Our story begins on a ship an old sailing ship heading west. It is nearing dusk, and the crew is expecting to make landfall in the morning. Throughout the journey, the _Crescent_ has been beset by storm  and rough seas, delaying the journey by several days. It has two tall masts. It's main deck sits about 20 feet above the waves, and the ships keel rises four feet higher.

Above decks many busy sailors work tirelessly while most of the the ships 40 passengers ride bellow. While the ship is capable of carrying twice this number, almost every nook and cranny bellows decks have been filled stuffed with supplies bound for the "New World". A mysterious continent that arose overnight in the midst of a well charted sea, disrupting trade across the world in the process. 

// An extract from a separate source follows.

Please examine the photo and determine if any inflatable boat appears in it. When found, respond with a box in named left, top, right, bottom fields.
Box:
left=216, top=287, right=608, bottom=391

The arrival of this continent that was heralded by the massive Tsunami it generated, effecting virtually every city along the coast while causing sea levels to rise. The destruction has been wide spread, and many fear what the "arrival" of the new world could mean. This tragedy was soon followed by wide spread rumor of new land,

However, this news was then followed by tales of a vast deserted land and cities that lie abandoned.

While some on this ship seek answers, and to prevent future disasters, many also seek an opportunity for profit, and a place to start a new life on a frontier.


----------